Неизвестно, удалось ли ему понять ее, но Мартин вздохнул и начал тихо рассказывать о том, что было у него на работе. Эмма благодарила его за то, что он избегал эмоций и держался спокойно – меньше всего ей хотелось сейчас кого-то успокаивать.

Он говорил о своих буднях, о мелких недочетах подчиненных и о том, во что они выливались, и Эмма честно старалась все это представить, отвлекаясь от своих невеселых мыслей. Вникать в его жизнь было куда проще, чем думать о своей. И Мартин, словно ему об этом было известно, продолжал говорить, выкладывая ей все в подробностях и ярких красках. Он смотрел куда-то вперед и старался вообще не шевелиться, и только эта застывшая осторожность говорила о том, как сложно ему дается каждое слово.

– …получается, что мне пришлось немного переработать вчера вечером. За эти сверхурочные мне, конечно, никто платить не будет – со стороны все выглядит так, словно мы сами виноваты. Парни, конечно, тоже немного расстроились. Да и секретарь тоже порядком… понервничал, – монотонно, видимо, уже утомившись от разговоров, продолжал он. Казалось, что он и сам перестал придавать особое значение тому, что говорил. – Но зато отдельный выходной у меня все-таки будет. Выберу, пожалуй, послезавтрашний день. Поеду с тобой в клинику, а оттуда вместе отправимся к твоей маме. Потому что дальше тянуть уже нельзя.

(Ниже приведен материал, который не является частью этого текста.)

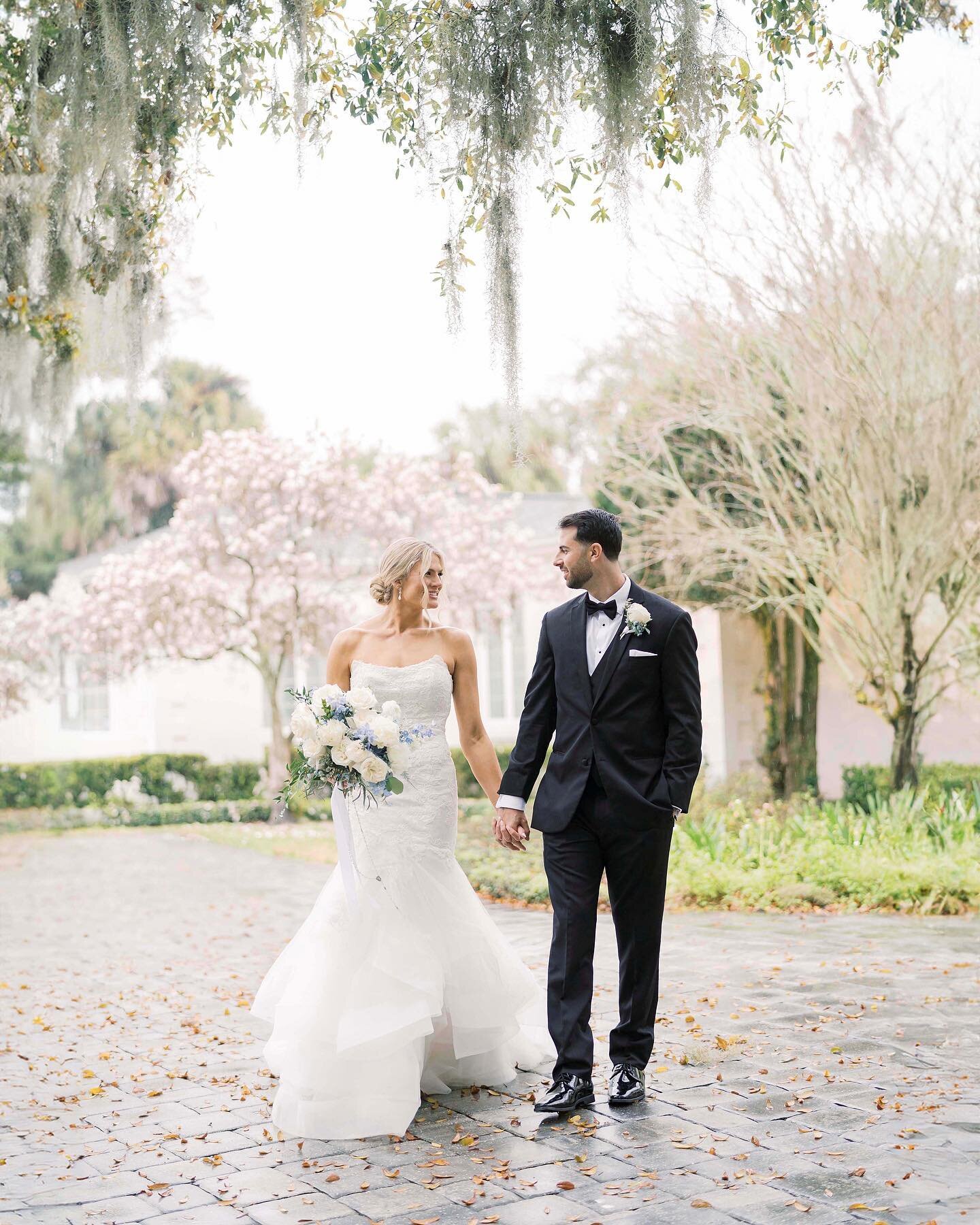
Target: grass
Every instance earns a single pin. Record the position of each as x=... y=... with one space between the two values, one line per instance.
x=909 y=851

После этих слов Эмма уткнулась лбом в его плечо и вздохнула. С ним было хорошо – никакого желания плакать у нее не возникало. Оставался лишь страх перед неизвестностью, который иногда глушился болью и слабостью. Но теперь ей стало легче – он предложил свою помощь, и она, как обычно, не смогла отказаться, поскольку знала, что ей не вынести все это в одиночку.